When I came across this challenge yesterday, my first reaction was, “Oh, this will be easy.” All that I had to do was pick an instant that changed my life, a split second in which I was forever changed. Surely, a moment like this would have to be so obvious, right?
Wrong. After a day of thinking, I had nothing. What made it even more frustrating was the fact that there were several moments that should have changed me, that should have affected me more, but they didn’t, or, if they did, the change was only fleeting.
For instance, my parents divorced when I was very young, and the strongest description I can think to describe its affect on me was that it was an inconvenience. It didn’t ruin my life. In fact, in many ways, it enhanced my life, as I now have an extended family without whom I wouldn’t be half of the woman I am today.
Then, there was the year that my family seemed to be plagued with unexpected deaths and loss, which was, of course, followed by a falling out of the generation before mine. No one speaks, holidays are tense, but I seem to have stepped away from all of this completely unscathed—with the omission of my irrational fear of death, that is. I love my family and my roots, regardless of what may have happened a few years ago. I never let it affect me, but should it have?

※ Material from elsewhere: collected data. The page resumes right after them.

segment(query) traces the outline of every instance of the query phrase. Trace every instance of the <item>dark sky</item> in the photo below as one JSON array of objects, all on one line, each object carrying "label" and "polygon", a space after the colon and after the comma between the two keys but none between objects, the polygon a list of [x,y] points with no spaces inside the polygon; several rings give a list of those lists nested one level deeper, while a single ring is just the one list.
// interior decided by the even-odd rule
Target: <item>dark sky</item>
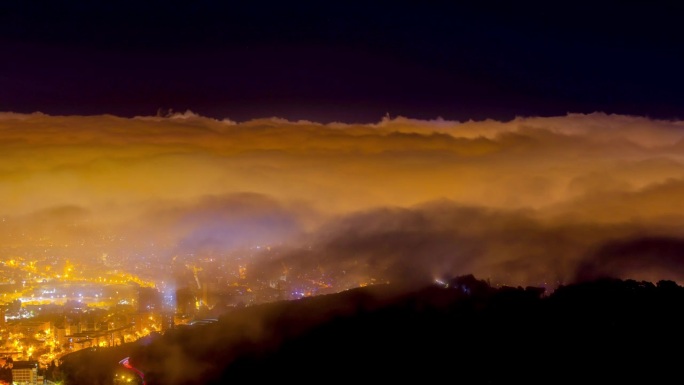
[{"label": "dark sky", "polygon": [[3,1],[0,111],[684,118],[684,6]]}]

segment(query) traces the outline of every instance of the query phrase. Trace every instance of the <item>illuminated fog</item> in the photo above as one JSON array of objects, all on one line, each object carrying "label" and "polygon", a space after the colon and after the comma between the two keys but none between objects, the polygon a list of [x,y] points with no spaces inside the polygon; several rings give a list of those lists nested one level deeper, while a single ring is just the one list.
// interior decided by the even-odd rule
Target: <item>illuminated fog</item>
[{"label": "illuminated fog", "polygon": [[387,280],[681,282],[683,138],[684,122],[601,113],[376,124],[3,113],[0,240],[4,257],[277,246],[288,266]]}]

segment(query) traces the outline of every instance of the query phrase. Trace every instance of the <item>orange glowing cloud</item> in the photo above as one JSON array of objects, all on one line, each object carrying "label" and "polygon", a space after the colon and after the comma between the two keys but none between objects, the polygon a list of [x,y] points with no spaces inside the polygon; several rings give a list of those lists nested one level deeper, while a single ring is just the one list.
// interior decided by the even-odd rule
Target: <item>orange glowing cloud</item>
[{"label": "orange glowing cloud", "polygon": [[[4,226],[60,239],[125,233],[167,250],[201,249],[203,239],[230,248],[220,239],[234,239],[239,223],[248,223],[250,242],[292,243],[287,258],[305,242],[339,261],[347,250],[398,272],[432,252],[441,257],[426,263],[425,274],[471,270],[527,282],[570,279],[591,250],[637,228],[682,235],[673,226],[684,213],[679,121],[595,113],[319,124],[190,112],[132,119],[4,113],[0,150]],[[415,224],[385,213],[376,225],[413,228],[415,244],[405,250],[417,256],[389,262],[364,240],[378,236],[367,226],[385,209],[423,218]],[[364,215],[367,223],[357,223]],[[357,243],[347,242],[345,221],[361,231]],[[554,257],[548,239],[562,240]]]}]

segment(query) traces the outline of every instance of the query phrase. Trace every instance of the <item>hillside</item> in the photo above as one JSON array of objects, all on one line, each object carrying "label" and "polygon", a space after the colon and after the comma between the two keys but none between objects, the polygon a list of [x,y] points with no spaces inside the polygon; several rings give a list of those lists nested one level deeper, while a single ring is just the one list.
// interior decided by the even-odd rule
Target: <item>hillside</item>
[{"label": "hillside", "polygon": [[[131,362],[148,385],[653,381],[676,373],[682,305],[672,281],[600,279],[548,294],[463,276],[236,309],[135,346]],[[74,383],[97,382],[81,374]]]}]

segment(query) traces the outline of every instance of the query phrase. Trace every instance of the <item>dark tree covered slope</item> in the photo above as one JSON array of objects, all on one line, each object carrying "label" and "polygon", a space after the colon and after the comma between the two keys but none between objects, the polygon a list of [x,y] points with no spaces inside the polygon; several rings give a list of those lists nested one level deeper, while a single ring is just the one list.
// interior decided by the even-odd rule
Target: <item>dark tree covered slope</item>
[{"label": "dark tree covered slope", "polygon": [[149,385],[653,383],[679,376],[683,305],[672,281],[606,278],[549,294],[463,276],[236,309],[140,345],[131,361]]}]

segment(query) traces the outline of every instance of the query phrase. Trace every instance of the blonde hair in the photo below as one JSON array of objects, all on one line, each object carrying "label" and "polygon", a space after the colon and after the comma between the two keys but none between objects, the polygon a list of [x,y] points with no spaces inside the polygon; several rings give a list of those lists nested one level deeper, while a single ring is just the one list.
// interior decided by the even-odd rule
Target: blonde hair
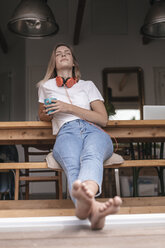
[{"label": "blonde hair", "polygon": [[40,84],[45,83],[47,80],[49,80],[51,78],[55,78],[57,76],[57,72],[56,72],[56,50],[60,46],[66,46],[71,51],[71,54],[72,54],[72,57],[73,57],[73,63],[74,63],[74,66],[72,68],[72,77],[76,78],[77,81],[81,78],[79,64],[78,64],[78,61],[77,61],[77,59],[76,59],[76,57],[75,57],[75,55],[73,53],[73,49],[69,45],[66,45],[65,43],[60,43],[53,49],[53,52],[51,54],[51,57],[50,57],[50,60],[49,60],[49,63],[48,63],[46,74],[45,74],[44,78],[40,82],[37,83],[37,86],[39,86]]}]

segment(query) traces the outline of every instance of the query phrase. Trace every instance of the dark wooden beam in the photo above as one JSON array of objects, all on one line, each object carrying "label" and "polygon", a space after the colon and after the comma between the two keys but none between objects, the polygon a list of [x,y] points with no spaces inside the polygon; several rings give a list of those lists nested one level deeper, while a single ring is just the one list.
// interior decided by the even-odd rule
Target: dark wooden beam
[{"label": "dark wooden beam", "polygon": [[0,28],[0,46],[2,48],[2,51],[4,53],[8,53],[8,45],[7,45],[7,41],[5,39],[5,36]]},{"label": "dark wooden beam", "polygon": [[78,2],[78,8],[77,8],[77,13],[76,13],[76,23],[75,23],[75,29],[74,29],[74,38],[73,38],[74,45],[78,45],[79,43],[81,24],[82,24],[83,15],[84,15],[85,4],[86,4],[86,0],[79,0]]}]

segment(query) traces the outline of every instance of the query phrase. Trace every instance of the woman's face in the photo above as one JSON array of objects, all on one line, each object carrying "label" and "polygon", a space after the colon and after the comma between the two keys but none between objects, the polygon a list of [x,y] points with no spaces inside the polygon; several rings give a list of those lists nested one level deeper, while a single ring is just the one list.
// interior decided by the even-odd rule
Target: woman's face
[{"label": "woman's face", "polygon": [[66,46],[57,47],[55,52],[56,70],[72,69],[73,56],[71,50]]}]

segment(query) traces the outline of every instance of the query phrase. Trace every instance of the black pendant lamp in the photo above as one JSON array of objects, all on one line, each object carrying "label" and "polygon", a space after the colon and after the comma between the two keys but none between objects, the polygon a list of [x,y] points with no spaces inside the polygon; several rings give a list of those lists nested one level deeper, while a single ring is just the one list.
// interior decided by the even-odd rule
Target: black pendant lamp
[{"label": "black pendant lamp", "polygon": [[150,39],[165,39],[165,0],[151,0],[141,33]]},{"label": "black pendant lamp", "polygon": [[21,37],[34,39],[55,35],[59,30],[46,0],[21,0],[8,28]]}]

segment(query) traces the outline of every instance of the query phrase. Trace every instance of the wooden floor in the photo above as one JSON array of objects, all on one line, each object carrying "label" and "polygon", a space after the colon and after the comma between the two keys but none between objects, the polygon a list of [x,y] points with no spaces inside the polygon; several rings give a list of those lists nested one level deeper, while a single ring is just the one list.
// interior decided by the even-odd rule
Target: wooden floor
[{"label": "wooden floor", "polygon": [[[155,215],[159,221],[154,221]],[[145,221],[148,216],[149,222]],[[22,217],[34,224],[25,225]],[[122,222],[123,217],[133,218],[135,222]],[[57,221],[58,218],[62,222]],[[41,219],[40,225],[36,219]],[[6,220],[9,220],[8,226],[4,224]],[[23,220],[23,227],[14,226],[15,220]],[[54,224],[45,225],[43,220]],[[124,198],[119,214],[107,217],[101,231],[92,231],[88,221],[76,219],[70,200],[0,202],[0,248],[164,248],[164,244],[165,197]]]},{"label": "wooden floor", "polygon": [[[151,218],[152,215],[150,214]],[[88,223],[81,224],[81,221],[77,221],[76,224],[69,221],[69,224],[65,222],[64,225],[0,228],[0,247],[164,248],[165,221],[152,224],[136,222],[114,224],[112,219],[112,223],[109,220],[101,231],[92,231]]]}]

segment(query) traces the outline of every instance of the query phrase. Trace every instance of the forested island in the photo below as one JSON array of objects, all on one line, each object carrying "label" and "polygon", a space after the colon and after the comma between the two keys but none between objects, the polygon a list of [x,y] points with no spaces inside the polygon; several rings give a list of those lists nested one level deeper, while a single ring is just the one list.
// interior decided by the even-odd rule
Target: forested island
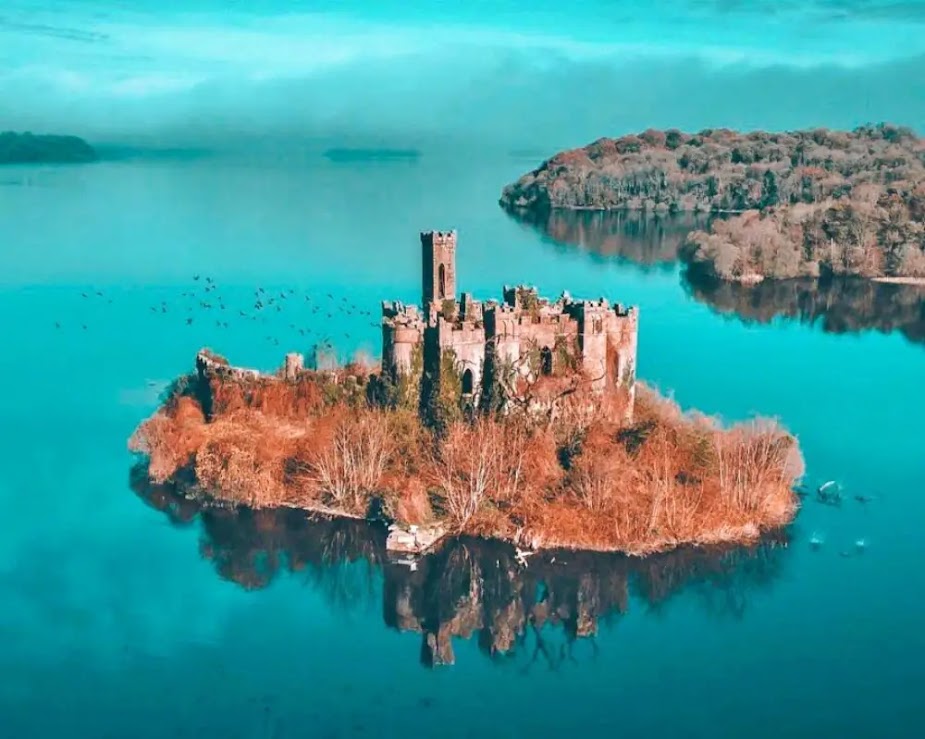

It would be remiss to forget the year that I almost failed out of college or the night that I nearly died. These two events seemed to be the obvious choices for this challenge; they were actually the first that I thought of for the simple reason that they are so obvious. But they just didn’t seem right. Sure, I learned from them, I regret them, and my chest tightens whenever they’re brought up, but can I pinpoint that this was when I was changed forever?

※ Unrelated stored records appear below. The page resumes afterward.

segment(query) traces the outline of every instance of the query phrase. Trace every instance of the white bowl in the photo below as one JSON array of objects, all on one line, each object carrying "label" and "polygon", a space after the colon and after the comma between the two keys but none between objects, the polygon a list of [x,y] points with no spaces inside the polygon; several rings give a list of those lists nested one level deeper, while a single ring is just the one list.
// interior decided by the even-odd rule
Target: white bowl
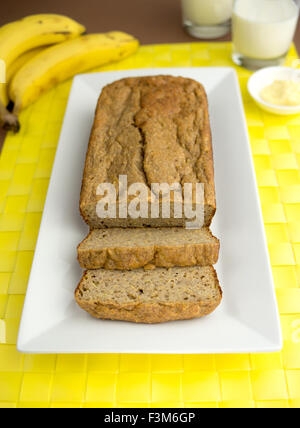
[{"label": "white bowl", "polygon": [[300,72],[291,67],[268,67],[254,73],[248,81],[248,91],[257,105],[263,110],[280,115],[292,115],[300,113],[299,106],[278,106],[264,101],[260,93],[263,88],[271,85],[274,80],[288,80],[300,78]]}]

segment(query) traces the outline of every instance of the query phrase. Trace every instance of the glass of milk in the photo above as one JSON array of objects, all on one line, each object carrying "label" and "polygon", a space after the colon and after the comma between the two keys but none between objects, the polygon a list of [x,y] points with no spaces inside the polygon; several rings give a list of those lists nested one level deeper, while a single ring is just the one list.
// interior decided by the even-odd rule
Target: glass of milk
[{"label": "glass of milk", "polygon": [[230,31],[234,0],[182,0],[183,25],[193,37],[215,39]]},{"label": "glass of milk", "polygon": [[281,65],[298,17],[298,0],[235,0],[233,61],[251,70]]}]

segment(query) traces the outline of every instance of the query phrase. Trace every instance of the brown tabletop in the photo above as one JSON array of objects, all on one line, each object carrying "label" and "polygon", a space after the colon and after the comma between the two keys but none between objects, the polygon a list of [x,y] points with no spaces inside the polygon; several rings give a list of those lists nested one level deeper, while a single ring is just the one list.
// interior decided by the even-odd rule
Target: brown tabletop
[{"label": "brown tabletop", "polygon": [[[34,13],[60,13],[85,24],[89,33],[123,30],[142,44],[196,40],[182,29],[180,3],[181,0],[14,0],[6,1],[1,8],[0,25]],[[295,43],[300,50],[300,25]],[[4,135],[0,131],[0,147]]]}]

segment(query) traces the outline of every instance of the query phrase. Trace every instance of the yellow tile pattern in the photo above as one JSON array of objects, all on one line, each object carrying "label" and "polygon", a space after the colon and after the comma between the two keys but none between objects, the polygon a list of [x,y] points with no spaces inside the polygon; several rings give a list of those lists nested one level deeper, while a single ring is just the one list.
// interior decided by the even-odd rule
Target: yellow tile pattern
[{"label": "yellow tile pattern", "polygon": [[[103,71],[232,66],[229,43],[143,46]],[[297,57],[291,49],[287,62]],[[21,355],[16,351],[71,82],[21,114],[0,157],[0,407],[300,407],[300,116],[259,110],[236,67],[284,336],[270,355]]]}]

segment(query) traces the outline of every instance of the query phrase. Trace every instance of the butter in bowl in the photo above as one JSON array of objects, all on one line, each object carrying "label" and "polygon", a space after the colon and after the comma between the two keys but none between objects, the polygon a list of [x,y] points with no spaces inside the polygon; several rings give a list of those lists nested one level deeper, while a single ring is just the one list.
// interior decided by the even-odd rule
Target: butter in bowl
[{"label": "butter in bowl", "polygon": [[248,91],[256,104],[269,113],[300,114],[300,70],[263,68],[249,79]]}]

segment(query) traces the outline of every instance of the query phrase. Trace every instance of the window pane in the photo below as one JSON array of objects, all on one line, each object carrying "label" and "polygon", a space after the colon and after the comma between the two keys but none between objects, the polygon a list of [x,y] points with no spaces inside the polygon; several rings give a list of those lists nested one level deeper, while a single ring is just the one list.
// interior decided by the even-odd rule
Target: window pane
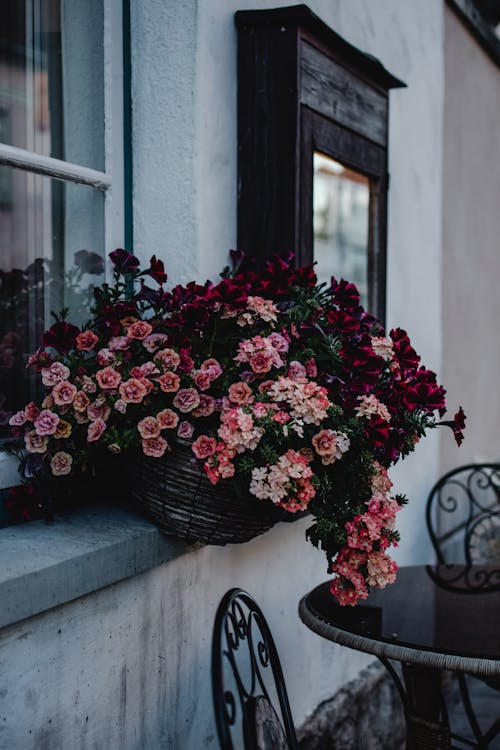
[{"label": "window pane", "polygon": [[319,281],[347,279],[368,301],[368,177],[314,154],[314,260]]},{"label": "window pane", "polygon": [[0,141],[104,169],[102,0],[1,0]]},{"label": "window pane", "polygon": [[[0,167],[0,434],[36,395],[25,369],[52,310],[89,317],[103,279],[104,195],[83,185]],[[3,431],[3,433],[2,433]]]}]

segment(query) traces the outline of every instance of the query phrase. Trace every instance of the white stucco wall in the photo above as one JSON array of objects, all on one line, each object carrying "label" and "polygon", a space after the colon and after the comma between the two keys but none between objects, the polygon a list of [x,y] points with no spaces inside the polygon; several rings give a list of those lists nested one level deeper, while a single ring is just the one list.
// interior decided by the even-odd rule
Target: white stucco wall
[{"label": "white stucco wall", "polygon": [[[234,11],[276,3],[131,5],[134,249],[164,258],[174,283],[215,277],[236,242]],[[443,5],[310,0],[309,6],[408,84],[390,99],[387,317],[390,326],[407,328],[424,362],[439,372]],[[437,447],[433,435],[394,472],[398,489],[412,498],[400,522],[402,563],[431,558],[423,512],[437,476]],[[264,609],[300,724],[367,662],[298,620],[301,595],[326,577],[323,554],[304,539],[307,524],[280,525],[243,546],[191,551],[4,631],[3,673],[22,675],[9,706],[24,710],[28,731],[24,744],[16,744],[24,723],[6,720],[5,746],[216,747],[210,637],[216,605],[231,586],[248,589]]]},{"label": "white stucco wall", "polygon": [[459,454],[442,469],[500,459],[500,70],[449,10],[443,171],[443,371],[467,414]]}]

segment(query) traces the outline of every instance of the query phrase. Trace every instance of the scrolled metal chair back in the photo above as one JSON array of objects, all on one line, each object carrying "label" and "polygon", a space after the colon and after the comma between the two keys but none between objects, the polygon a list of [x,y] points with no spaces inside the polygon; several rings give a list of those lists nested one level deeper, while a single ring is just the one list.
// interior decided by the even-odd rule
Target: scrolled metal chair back
[{"label": "scrolled metal chair back", "polygon": [[221,750],[297,750],[278,652],[264,615],[241,589],[223,597],[212,639]]},{"label": "scrolled metal chair back", "polygon": [[439,563],[500,563],[500,463],[467,464],[441,477],[426,522]]}]

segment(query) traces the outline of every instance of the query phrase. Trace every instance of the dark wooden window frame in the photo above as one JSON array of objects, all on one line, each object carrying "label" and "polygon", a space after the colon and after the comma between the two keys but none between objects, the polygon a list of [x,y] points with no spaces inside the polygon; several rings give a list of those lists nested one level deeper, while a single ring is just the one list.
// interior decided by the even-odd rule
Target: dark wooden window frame
[{"label": "dark wooden window frame", "polygon": [[368,308],[385,318],[389,89],[403,86],[305,5],[238,11],[238,247],[313,259],[313,155],[369,178]]}]

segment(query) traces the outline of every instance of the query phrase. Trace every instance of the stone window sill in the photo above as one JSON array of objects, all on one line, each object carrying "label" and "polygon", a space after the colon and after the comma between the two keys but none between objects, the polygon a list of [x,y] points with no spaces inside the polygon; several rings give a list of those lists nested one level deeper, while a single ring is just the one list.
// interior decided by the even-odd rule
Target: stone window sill
[{"label": "stone window sill", "polygon": [[112,507],[0,529],[0,628],[192,549],[144,518]]}]

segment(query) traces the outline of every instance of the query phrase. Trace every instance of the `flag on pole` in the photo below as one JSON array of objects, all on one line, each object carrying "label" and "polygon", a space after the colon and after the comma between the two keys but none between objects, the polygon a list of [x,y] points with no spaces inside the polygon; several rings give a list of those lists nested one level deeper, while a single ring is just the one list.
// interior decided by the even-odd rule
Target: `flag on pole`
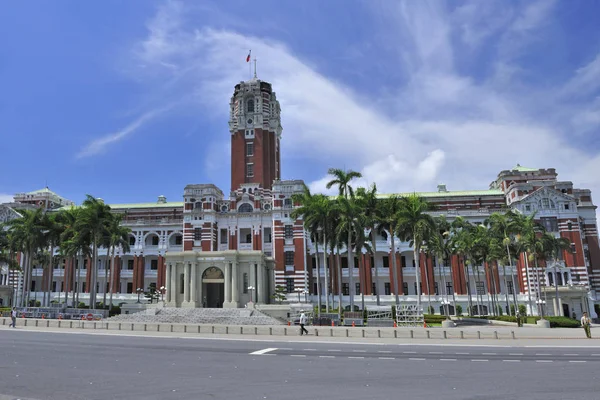
[{"label": "flag on pole", "polygon": [[252,50],[248,51],[248,57],[246,57],[246,62],[250,62],[250,53],[252,53]]}]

From tension in relationships to struggles with my body image to moments of brief epiphany to, the worst, saying things that have made my mother cry, I don’t feel that I can single out any of these moments as an instant or a split second that left me forever changed.

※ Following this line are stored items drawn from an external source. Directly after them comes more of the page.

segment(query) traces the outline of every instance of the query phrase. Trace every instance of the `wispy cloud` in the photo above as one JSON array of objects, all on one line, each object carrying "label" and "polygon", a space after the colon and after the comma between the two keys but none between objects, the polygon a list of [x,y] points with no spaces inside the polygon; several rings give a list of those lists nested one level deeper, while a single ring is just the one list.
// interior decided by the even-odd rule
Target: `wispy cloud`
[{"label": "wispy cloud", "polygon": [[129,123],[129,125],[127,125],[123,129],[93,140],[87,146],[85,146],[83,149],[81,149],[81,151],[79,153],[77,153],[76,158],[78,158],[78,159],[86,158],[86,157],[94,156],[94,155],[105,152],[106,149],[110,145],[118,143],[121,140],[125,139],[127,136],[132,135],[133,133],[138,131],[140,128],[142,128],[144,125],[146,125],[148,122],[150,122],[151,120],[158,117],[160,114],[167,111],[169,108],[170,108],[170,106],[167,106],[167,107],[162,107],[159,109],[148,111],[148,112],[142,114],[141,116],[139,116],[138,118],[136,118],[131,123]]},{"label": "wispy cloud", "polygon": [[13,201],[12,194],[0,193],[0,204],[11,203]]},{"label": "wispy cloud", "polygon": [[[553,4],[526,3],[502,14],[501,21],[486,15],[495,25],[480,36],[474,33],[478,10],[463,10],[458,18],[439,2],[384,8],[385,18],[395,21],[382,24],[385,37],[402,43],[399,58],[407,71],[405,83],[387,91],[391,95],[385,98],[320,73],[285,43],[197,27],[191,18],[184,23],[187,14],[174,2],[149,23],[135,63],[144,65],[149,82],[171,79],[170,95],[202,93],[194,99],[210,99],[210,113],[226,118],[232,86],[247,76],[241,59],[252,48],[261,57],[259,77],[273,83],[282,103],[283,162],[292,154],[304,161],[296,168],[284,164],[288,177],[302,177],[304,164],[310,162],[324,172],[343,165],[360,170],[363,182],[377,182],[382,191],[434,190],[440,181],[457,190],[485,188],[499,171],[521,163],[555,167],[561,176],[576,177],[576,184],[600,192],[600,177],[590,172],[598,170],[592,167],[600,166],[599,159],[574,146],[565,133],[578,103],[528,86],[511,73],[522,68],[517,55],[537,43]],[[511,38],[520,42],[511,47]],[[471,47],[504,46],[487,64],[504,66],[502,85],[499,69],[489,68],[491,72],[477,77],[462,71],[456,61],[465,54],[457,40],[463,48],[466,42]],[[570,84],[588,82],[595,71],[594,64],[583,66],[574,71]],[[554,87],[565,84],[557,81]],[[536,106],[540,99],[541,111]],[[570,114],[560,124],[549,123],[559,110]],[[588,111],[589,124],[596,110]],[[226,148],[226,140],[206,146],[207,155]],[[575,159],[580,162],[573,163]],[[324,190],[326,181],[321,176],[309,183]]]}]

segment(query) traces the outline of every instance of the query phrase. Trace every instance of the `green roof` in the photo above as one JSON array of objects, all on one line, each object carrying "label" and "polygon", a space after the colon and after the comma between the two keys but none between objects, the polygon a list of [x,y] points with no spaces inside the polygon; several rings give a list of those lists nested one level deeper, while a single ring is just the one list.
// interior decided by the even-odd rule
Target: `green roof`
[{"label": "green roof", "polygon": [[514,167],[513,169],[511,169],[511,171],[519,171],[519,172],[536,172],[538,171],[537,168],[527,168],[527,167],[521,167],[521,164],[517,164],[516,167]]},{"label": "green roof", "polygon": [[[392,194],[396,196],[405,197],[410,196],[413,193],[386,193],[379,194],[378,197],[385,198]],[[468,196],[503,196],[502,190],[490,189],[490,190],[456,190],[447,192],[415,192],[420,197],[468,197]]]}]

Much of this could be related to the fact that I am young, only 22, but this realization left me bewildered. Am I so numb and unfeeling that these moments have had no affect on me? I know that this can’t be the case because, in a recent conversation with my family, I was voted ‘Most Sensitive’–and not in the good way. What is almost more interesting than the moments that change us are the moments that should have been earth shattering–but weren’t.
Maybe it’s because, for me, it’s an amalgamation of these moments that have ultimately made me who I am, the good bits and the bad bits that make me Me. It is through tension in relationships that I’ve learned to put love and respect above all else, while also having learned the quickest way to win and end an argument. It is through struggles with body image that I’ve developed a love-hate relationship with my body, some days embracing it, other days avoiding the mirror at all costs. I try to write down my epiphanies and remember them, lest I should forget and revert back to old habits, but I’ve discovered that sometimes it takes learning the same lesson over and over again to fully understand. And I realize now that, despite our years of knock-down-drag-outs, my mother was a helicopter mother as a result of her own experiences; she’s only tried to give me what she didn’t have, and I wouldn’t want it any other way.
I guess I’m trying to make two points:
1) Sometimes it’s more important to remember the moments in our lives that should have changed us but didn’t. After all, it’s never too late to learn from the past.
2) Life is full of many moments and monumental changes. The person that I am today is thanks to all of these moments—not just one.